Hangi yazarın elinde can bulursa bulsun
Bu şehrin gizemi hiç değişmedi...
Uğrunda binlerce kalemin kırıldığı
İsli siyah mürekkebin milyonlarca kez beyaza çalındığı
Sokaklarında her daim kargaşanın yaşandığı
Adını binbir rivayetten aldığı
Kocaman
Karanlık
Şehir...
Benim şehrim...
Karanlık şehrim...
Şehir
Beni sevvvvvvvv...
ve
perde şehire...
soğuk bir İstanbul sabahına uyandı nefesim
pencere kenarına kuruldum
havada uçuşan yağmur tanelerini izliyorum…
dışarısı buz kesmiş insan siluetleriyle doluydu
kaldırımlar ıslağa doymuş
yol kenarlarında su birikintileri oluşmuştu
mazgallar çoktan dolup taşmıştı kırık renkli seslerle…

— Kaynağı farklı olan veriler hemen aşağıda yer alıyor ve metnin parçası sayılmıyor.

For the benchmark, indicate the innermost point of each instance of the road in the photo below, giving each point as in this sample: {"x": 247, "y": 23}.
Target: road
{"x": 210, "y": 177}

şehir her zamanki koşuşturmacasını aralıksız yaşıyordu
bense olanları uzaktan dinlemekle yetiniyordum…
...
içimi geceden kalan koca bir boşluk dolduruyor
sebepsiz düşünceler aklımın keskin kıvrımlarını zorluyor
dudaklarım kendine kelime oyunları kuruyor
sonra duruyor(d)um nokta denilen yerlerde…
gece içtim
gece sabaha inmesin istedim
intihar dolu kitaplara göz gezdirdim…
sokağa çıktım gece ayazında
düşündüm
düş’ündüm
düş’ümdün
düştüm…
düşlerim gerçeğe döndüğünde farkına vardım
sabahı zor ettim…
biliyorum
senin yüreğine de yağmurlar yağıyor
senin şehrinin sokakları da ıslak ve kırık renkli birikintilerle dolu
acı’yanın bini bin para…
biliyorum
şimdi sen de zaman diyorsun kendi kendine
hiçbir zaman gelmeyecek zamanı diliyorsun
nefes alıyorsun, nefes veriyorsun
kendinden küçük parçaları sağa sola çalıyorsun…
içim soğuk şimdilerde
yalanlarla kurulu bir şehir üstüne yaşamışım
düşüncelerimde doğurup büyütmeye çalıştığım çocuk ölmüş
hep diyordum beni sevvvvvvvvvvvv
şimdi ölmek zamanıdır sevgili
sen yine de beni sevvvvvvvvvvvv...
hişşş
sus...
sadece sevvvvvvvvvvvv...
ve
SON... Alkış şehire...
Gökay Birkan SUCAKLI
"Haydi tut ellerimi Asya,
Ben İstanbul’un fahişe kalmış yakası Avrupa! "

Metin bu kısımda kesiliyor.